15 questions with… The Maghreban
With three decades of production in many different genres under his belt, Ayman Rostom’s latest album, Connection, could be described as ‘a bit of a melting pot’ of different styles. But with praise from Pitchfork, The Quietus and Resident Advisor, plus fans including Ben UFO, Benji B and The Horrors, it might well be a candidate for dance album of 2022…
Ayman Rostom has been making music with a computer for donkeys’ years, adopting an early Mac and never looking back. He’s worked under several aliases to make music in different styles over the past three decades (jazz, hip-hop and more), but his The Maghreban moniker has garnered the most attention, with its genre-bending idiosyncrasies. Here he delivers a lesson in mixing styles, influences and technology with top advice to turn what might just be ‘pissing around’ with software into one of the albums of 2022.
1
How did you start out in music production in the first place?
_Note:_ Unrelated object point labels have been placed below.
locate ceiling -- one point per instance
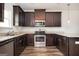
(47, 6)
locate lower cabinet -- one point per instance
(7, 49)
(62, 44)
(69, 46)
(19, 45)
(74, 46)
(14, 46)
(50, 40)
(30, 39)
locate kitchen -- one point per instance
(26, 29)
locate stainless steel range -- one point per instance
(40, 39)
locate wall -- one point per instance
(69, 20)
(8, 15)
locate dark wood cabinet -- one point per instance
(39, 14)
(62, 44)
(29, 19)
(73, 46)
(18, 16)
(19, 44)
(53, 19)
(30, 39)
(7, 49)
(1, 12)
(50, 40)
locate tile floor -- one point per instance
(47, 51)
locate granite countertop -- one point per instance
(3, 38)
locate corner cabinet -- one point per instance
(1, 12)
(53, 19)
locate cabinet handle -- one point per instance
(76, 42)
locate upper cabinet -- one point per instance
(29, 19)
(18, 16)
(39, 14)
(1, 12)
(21, 18)
(53, 19)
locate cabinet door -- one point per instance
(57, 19)
(73, 47)
(53, 19)
(7, 49)
(64, 49)
(30, 40)
(39, 14)
(1, 12)
(49, 19)
(21, 19)
(49, 40)
(29, 19)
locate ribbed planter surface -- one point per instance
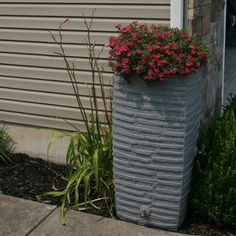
(155, 128)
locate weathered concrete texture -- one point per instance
(18, 217)
(83, 224)
(206, 17)
(34, 141)
(155, 128)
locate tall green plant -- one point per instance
(6, 145)
(89, 176)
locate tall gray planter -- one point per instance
(155, 128)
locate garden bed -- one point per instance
(29, 177)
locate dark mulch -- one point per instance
(29, 177)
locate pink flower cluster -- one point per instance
(155, 52)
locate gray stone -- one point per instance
(83, 224)
(18, 217)
(155, 128)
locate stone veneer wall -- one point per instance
(206, 17)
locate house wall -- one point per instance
(34, 88)
(35, 92)
(206, 17)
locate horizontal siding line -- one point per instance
(45, 74)
(127, 3)
(44, 42)
(46, 110)
(97, 17)
(46, 67)
(86, 4)
(90, 4)
(32, 22)
(38, 115)
(50, 80)
(58, 93)
(42, 122)
(87, 1)
(46, 116)
(52, 104)
(51, 55)
(71, 30)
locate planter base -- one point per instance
(155, 128)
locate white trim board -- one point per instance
(177, 13)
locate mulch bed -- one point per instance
(29, 177)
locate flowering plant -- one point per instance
(155, 52)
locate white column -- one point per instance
(177, 13)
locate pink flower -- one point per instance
(134, 36)
(188, 63)
(149, 48)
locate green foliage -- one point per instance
(213, 192)
(6, 145)
(89, 175)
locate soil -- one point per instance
(28, 177)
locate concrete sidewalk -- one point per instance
(20, 217)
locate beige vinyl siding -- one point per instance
(34, 86)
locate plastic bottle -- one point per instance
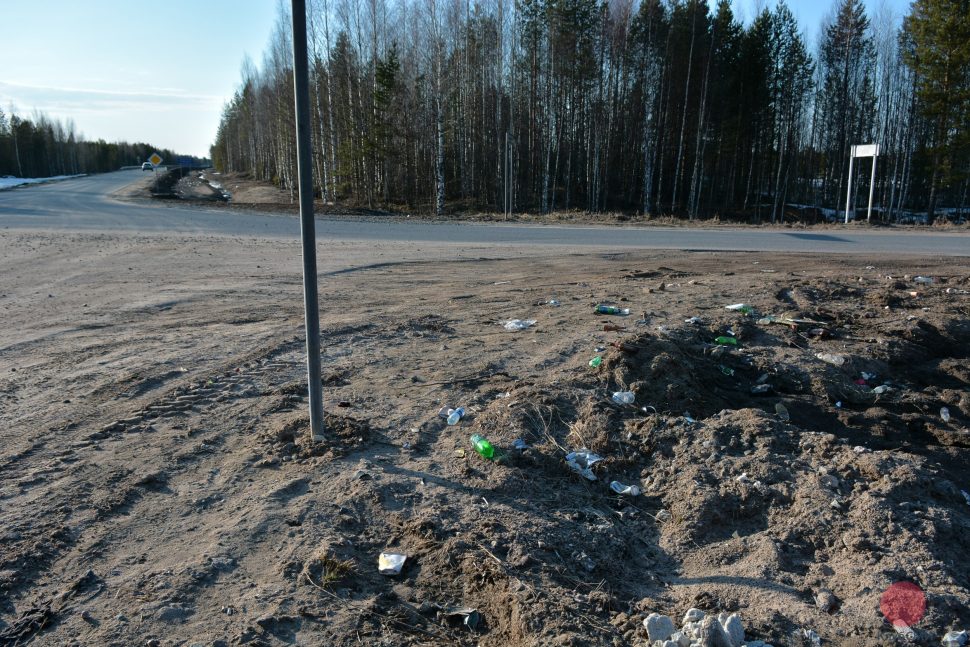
(611, 310)
(482, 446)
(456, 415)
(829, 358)
(624, 397)
(782, 412)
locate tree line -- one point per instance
(45, 147)
(648, 106)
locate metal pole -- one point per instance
(505, 207)
(848, 194)
(307, 225)
(872, 185)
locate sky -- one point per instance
(161, 72)
(157, 72)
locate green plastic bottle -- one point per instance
(482, 446)
(611, 310)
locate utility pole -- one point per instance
(307, 225)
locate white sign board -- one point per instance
(865, 150)
(862, 150)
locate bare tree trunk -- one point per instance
(683, 120)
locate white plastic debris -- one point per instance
(390, 563)
(904, 630)
(624, 397)
(658, 627)
(629, 490)
(519, 324)
(582, 462)
(812, 637)
(733, 628)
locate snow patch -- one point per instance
(11, 182)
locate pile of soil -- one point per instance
(180, 501)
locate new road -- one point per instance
(85, 204)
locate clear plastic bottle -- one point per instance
(782, 412)
(456, 415)
(482, 446)
(830, 358)
(624, 397)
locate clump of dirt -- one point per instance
(170, 491)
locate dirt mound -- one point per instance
(159, 485)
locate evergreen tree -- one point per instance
(939, 31)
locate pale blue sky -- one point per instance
(157, 71)
(161, 71)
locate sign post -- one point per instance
(155, 159)
(862, 150)
(307, 225)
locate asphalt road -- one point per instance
(84, 204)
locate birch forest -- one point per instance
(655, 107)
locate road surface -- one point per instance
(84, 204)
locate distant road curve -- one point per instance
(84, 204)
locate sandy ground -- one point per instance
(157, 486)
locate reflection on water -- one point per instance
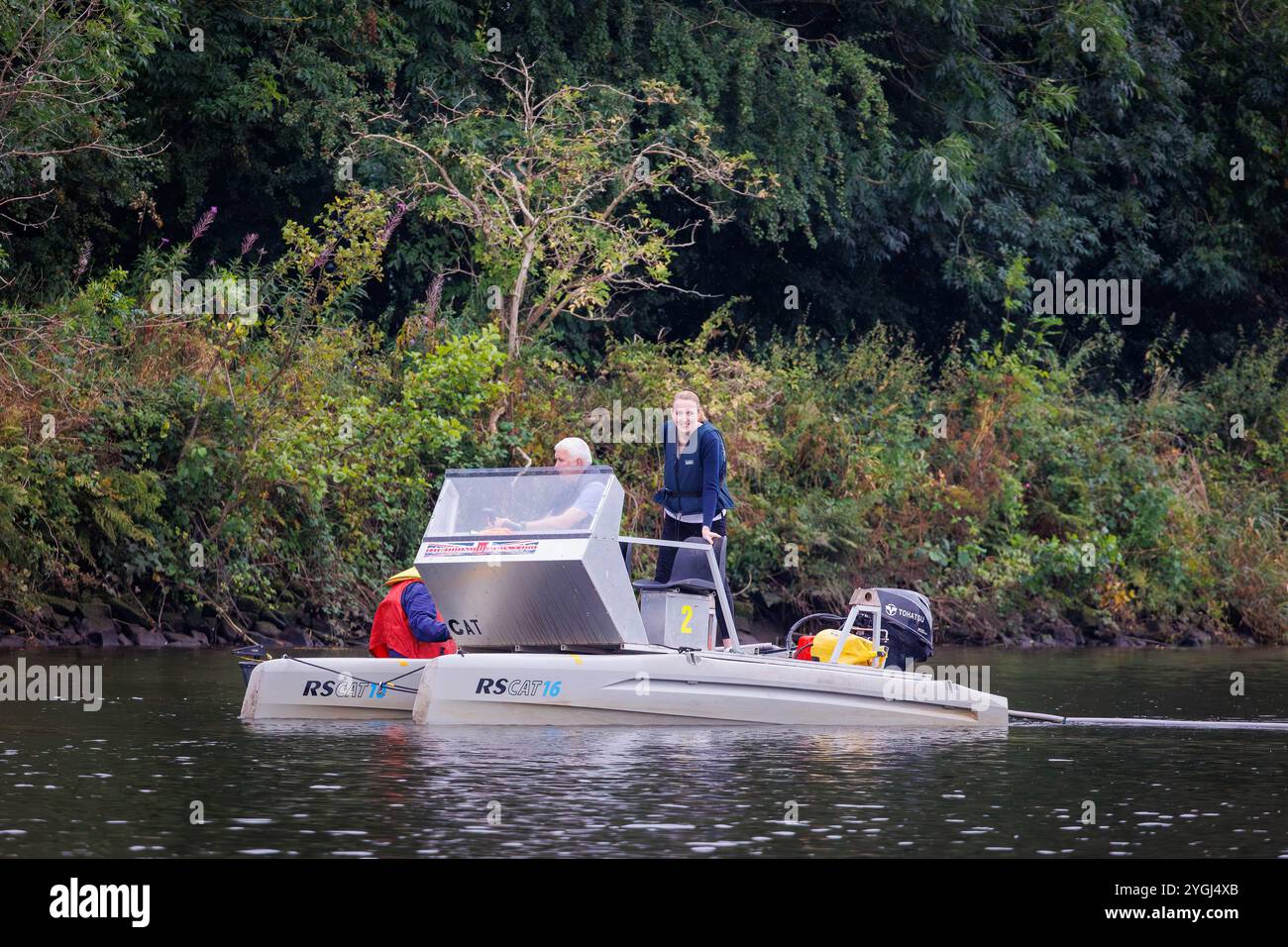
(125, 780)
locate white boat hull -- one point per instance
(333, 688)
(697, 688)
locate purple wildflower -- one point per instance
(82, 262)
(323, 257)
(204, 223)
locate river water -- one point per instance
(166, 748)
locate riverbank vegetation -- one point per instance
(290, 279)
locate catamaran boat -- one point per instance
(550, 629)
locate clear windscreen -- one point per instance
(520, 501)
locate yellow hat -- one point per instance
(403, 577)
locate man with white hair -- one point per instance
(574, 508)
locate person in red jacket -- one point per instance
(407, 621)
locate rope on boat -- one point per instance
(387, 684)
(1151, 722)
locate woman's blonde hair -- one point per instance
(690, 395)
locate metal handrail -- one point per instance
(715, 571)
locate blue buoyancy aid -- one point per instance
(695, 476)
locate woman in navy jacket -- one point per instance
(695, 497)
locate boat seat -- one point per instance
(691, 571)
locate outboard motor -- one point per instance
(909, 628)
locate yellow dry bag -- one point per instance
(857, 651)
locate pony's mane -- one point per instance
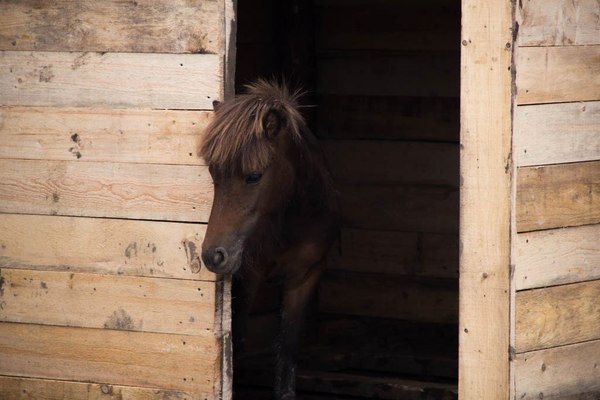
(237, 139)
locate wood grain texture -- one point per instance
(556, 196)
(111, 80)
(557, 316)
(558, 22)
(386, 296)
(103, 246)
(567, 372)
(388, 117)
(557, 256)
(383, 162)
(485, 199)
(557, 133)
(399, 253)
(153, 360)
(431, 74)
(113, 26)
(558, 74)
(136, 191)
(12, 388)
(114, 135)
(108, 302)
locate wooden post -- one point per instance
(485, 205)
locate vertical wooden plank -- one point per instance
(485, 206)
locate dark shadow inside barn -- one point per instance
(384, 77)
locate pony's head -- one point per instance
(249, 148)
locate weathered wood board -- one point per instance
(154, 360)
(557, 316)
(558, 74)
(12, 388)
(566, 372)
(557, 133)
(164, 26)
(107, 301)
(110, 135)
(558, 22)
(556, 196)
(136, 191)
(102, 246)
(557, 256)
(119, 80)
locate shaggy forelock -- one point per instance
(237, 140)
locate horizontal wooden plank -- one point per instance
(388, 25)
(113, 26)
(400, 253)
(154, 360)
(103, 246)
(558, 74)
(136, 191)
(388, 117)
(381, 162)
(108, 301)
(386, 296)
(557, 133)
(12, 388)
(119, 80)
(116, 135)
(557, 316)
(557, 256)
(556, 196)
(431, 74)
(567, 372)
(558, 22)
(412, 208)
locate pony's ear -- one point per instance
(272, 124)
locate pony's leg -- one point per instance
(244, 290)
(293, 315)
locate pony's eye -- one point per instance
(253, 178)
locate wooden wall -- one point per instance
(557, 244)
(102, 199)
(388, 118)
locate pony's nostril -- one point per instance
(219, 257)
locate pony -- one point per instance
(275, 211)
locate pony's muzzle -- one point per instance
(215, 259)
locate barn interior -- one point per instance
(383, 77)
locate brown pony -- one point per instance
(275, 212)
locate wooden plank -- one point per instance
(388, 117)
(108, 302)
(388, 25)
(400, 253)
(113, 26)
(137, 191)
(140, 136)
(12, 388)
(413, 208)
(567, 372)
(103, 246)
(558, 22)
(381, 162)
(555, 196)
(154, 360)
(557, 256)
(558, 74)
(557, 133)
(119, 80)
(557, 316)
(386, 296)
(486, 176)
(432, 74)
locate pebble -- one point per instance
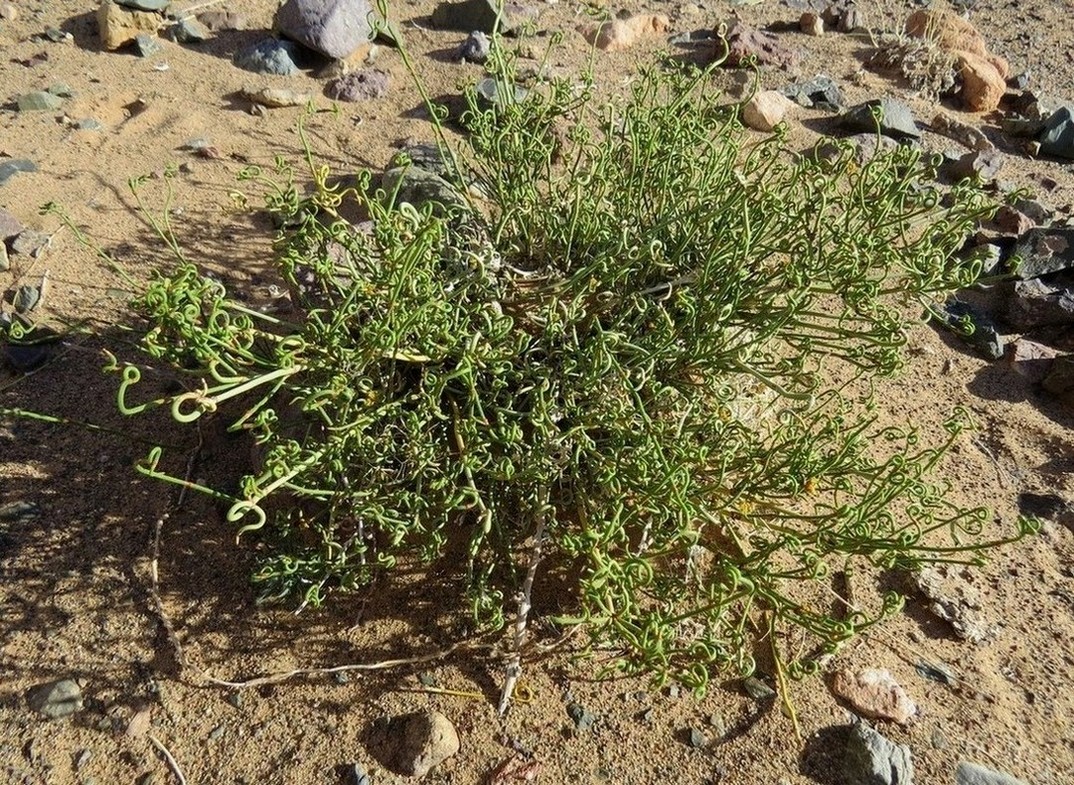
(583, 720)
(269, 56)
(364, 85)
(895, 118)
(335, 28)
(55, 699)
(766, 110)
(189, 31)
(873, 693)
(39, 101)
(475, 48)
(147, 45)
(1057, 137)
(872, 759)
(976, 774)
(411, 744)
(620, 34)
(13, 165)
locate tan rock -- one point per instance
(118, 25)
(811, 24)
(621, 34)
(983, 85)
(873, 693)
(766, 110)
Ayman Rostom: “I’ve been making music for a while under different names and in different genres. Under my own first name, Ayman, with my first jungle records in the ’90s, then as Doctor Zygote making hip-hop in the ’00s and as part of Strange U (a long time collaboration with rapper King Kashmere); and more recently as The Maghreban, my dance music project. I grew up in Guildford, which is near enough to London to benefit from some of the cultural stuff seeping out, but far enough away to have its own thing going on. An older brother and his friends helped funnel some of that stuff in my direction. A load of ’80s pop, watching Breakin’, The Cure, getting into some metal at the same time as being switched on to NWA and Public Enemy, The Pixies at the same time as Colin Dale on Kiss FM. We started recording pirate radio and then got some turntables and a mixer in 1991 and didn’t look back. It evolved from hardcore into jungle, then drum&bass, and later on I got big into hip-hop.”
“My general approach is to piss around, and to try to do something every day”
2 When and how would you say you became successful, or at least able to make a living from music?
AR: “Around 2013/14, a few things converged for me that felt like it crystalised something. I’d just had an album of library music out on Black Acre, with no samples in it, where I recorded everything myself (as Grupo Zygote). I was dropping Strange U material with King Kashmere on Eglo records, and I’d started putting stuff out as The Maghreban and it was moving. It’s not always a living, but when it is it’s a blessing.”